16.5.5.1 Classification: Some Details
Average number of errors made to measure the performance. Typically we measure the performance of \(\hat{C}(x)\) using the misclassification error rate: \[ Err_{Te} = Ave_{i\in Te} I[y_i \neq \hat{C} (x_i) ]. \] The Bayes classifier (using the true \(p_k(x)\)) has smallest error (in the population).
16.5.6 k-Nearest Neighbor Classification
Consider k-nearest neighbors in two dimensions. Orange and blue dots label the true class memberships of the underlying points in the 2-dim plane. Dotted line is the decision boundary, that is the contour with equal probability for both classes.
Nearest-neighbor averaging in 2-dim. At any given point we want to classify, we spread out a little neighborhood, say \(K=10\) points from the neighborhood and calulated the percentage of blue and orange. We assign the color with the highest probability to this point. If this is done for every point in the plane, we obtain the solid black curve as the esitmated decsion boundary.
We can use \(K=1\). This is the nearest-neighbor classifier. The decision boundary is piecewise linear. Islands occur. Approximation is rather noisy.
\(K=100\) leads to a smooth decision boundary.

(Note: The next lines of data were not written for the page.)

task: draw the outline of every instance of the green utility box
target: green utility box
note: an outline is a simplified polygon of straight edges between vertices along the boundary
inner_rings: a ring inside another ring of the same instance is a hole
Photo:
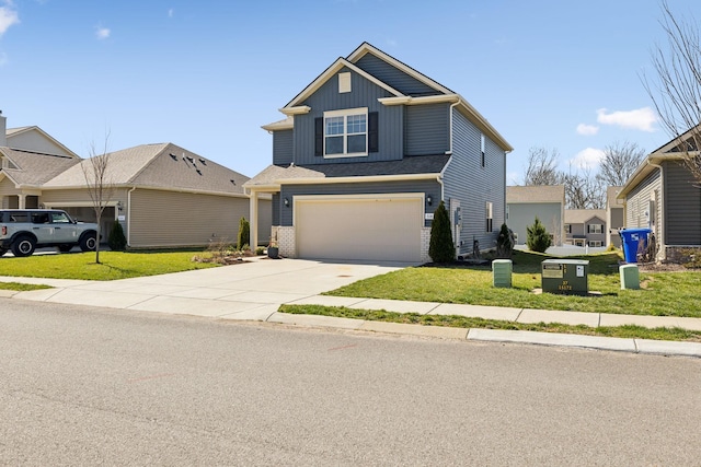
[[[618,270],[621,273],[621,290],[640,289],[637,265],[621,265]]]
[[[512,287],[512,260],[495,259],[492,261],[494,287]]]
[[[545,259],[541,266],[543,292],[567,295],[589,293],[589,261],[584,259]]]

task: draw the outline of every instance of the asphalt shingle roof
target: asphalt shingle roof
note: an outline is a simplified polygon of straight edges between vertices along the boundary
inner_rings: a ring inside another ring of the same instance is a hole
[[[41,186],[61,172],[77,165],[80,160],[61,155],[1,148],[0,151],[16,168],[2,168],[19,185]]]

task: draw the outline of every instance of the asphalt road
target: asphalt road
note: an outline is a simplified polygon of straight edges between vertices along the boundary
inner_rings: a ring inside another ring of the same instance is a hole
[[[2,465],[699,465],[701,361],[0,299]]]

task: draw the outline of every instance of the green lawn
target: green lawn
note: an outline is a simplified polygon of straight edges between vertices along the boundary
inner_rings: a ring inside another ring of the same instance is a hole
[[[202,252],[100,252],[100,262],[95,264],[94,253],[71,253],[64,255],[35,255],[26,258],[1,257],[0,276],[115,280],[169,272],[205,269],[218,265],[193,261]]]
[[[491,267],[415,267],[327,292],[337,296],[411,300],[539,310],[701,317],[701,272],[641,273],[641,290],[620,290],[619,255],[589,255],[589,291],[601,296],[535,294],[540,262],[550,256],[515,252],[512,289],[492,285]]]
[[[578,334],[585,336],[620,337],[627,339],[679,340],[701,342],[701,331],[681,328],[654,328],[642,326],[589,327],[571,326],[560,323],[514,323],[450,315],[421,315],[417,313],[394,313],[384,310],[356,310],[345,306],[281,305],[281,313],[297,315],[322,315],[343,318],[365,319],[386,323],[403,323],[423,326],[446,326],[459,328],[530,330],[541,332]]]

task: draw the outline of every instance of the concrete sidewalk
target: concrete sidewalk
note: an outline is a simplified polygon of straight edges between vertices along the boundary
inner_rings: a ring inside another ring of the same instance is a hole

But gets uninteresting.
\(K\) large means higher bias, so \(1/K\) is chosen, because we go from low to high complexity on the \(x\)-error, see Figure 16.25. Horizontal dotted line is the base error.
16.5.7 Minkowski Distance
The Minkowski distance of order \(p\) (where \(p\) is an integer) between two points \(X=(x_1,x_2,\ldots,x_n)\text{ and }Y=(y_1,y_2,\ldots,y_n) \in \mathbb{R}^n\) is defined as: \[ D \left( X,Y \right) = \left( \sum_{i=1}^n |x_i-y_i|^p \right)^\frac{1}{p}. \]
16.5.8 Unsuperivsed Learning: Classification
16.5.8.1 k-Means Algorithm
The \(k\)-means algorithm is an unsupervised learning algorithm that has a loose relationship to the \(k\)-nearest neighbor classifier. The \(k\)-means algorithm works as follows:
- Step 1: Randomly choose \(k\) centers. Assign points to cluster.
- Step 2: Determine the distances of each data point to the centroids and re-assign each point to the closest cluster centroid based upon minimum distance
- Step 3: Calculate cluster centroids again
- Step 4: Repeat steps 2 and 3 until we reach global optima where no improvements are possible and no switching of data points from one cluster to other.
The basic principle of the \(k\)-means algorithm is illustrated in Figure 16.26, Figure 16.27, Figure 16.28, and Figure 16.29.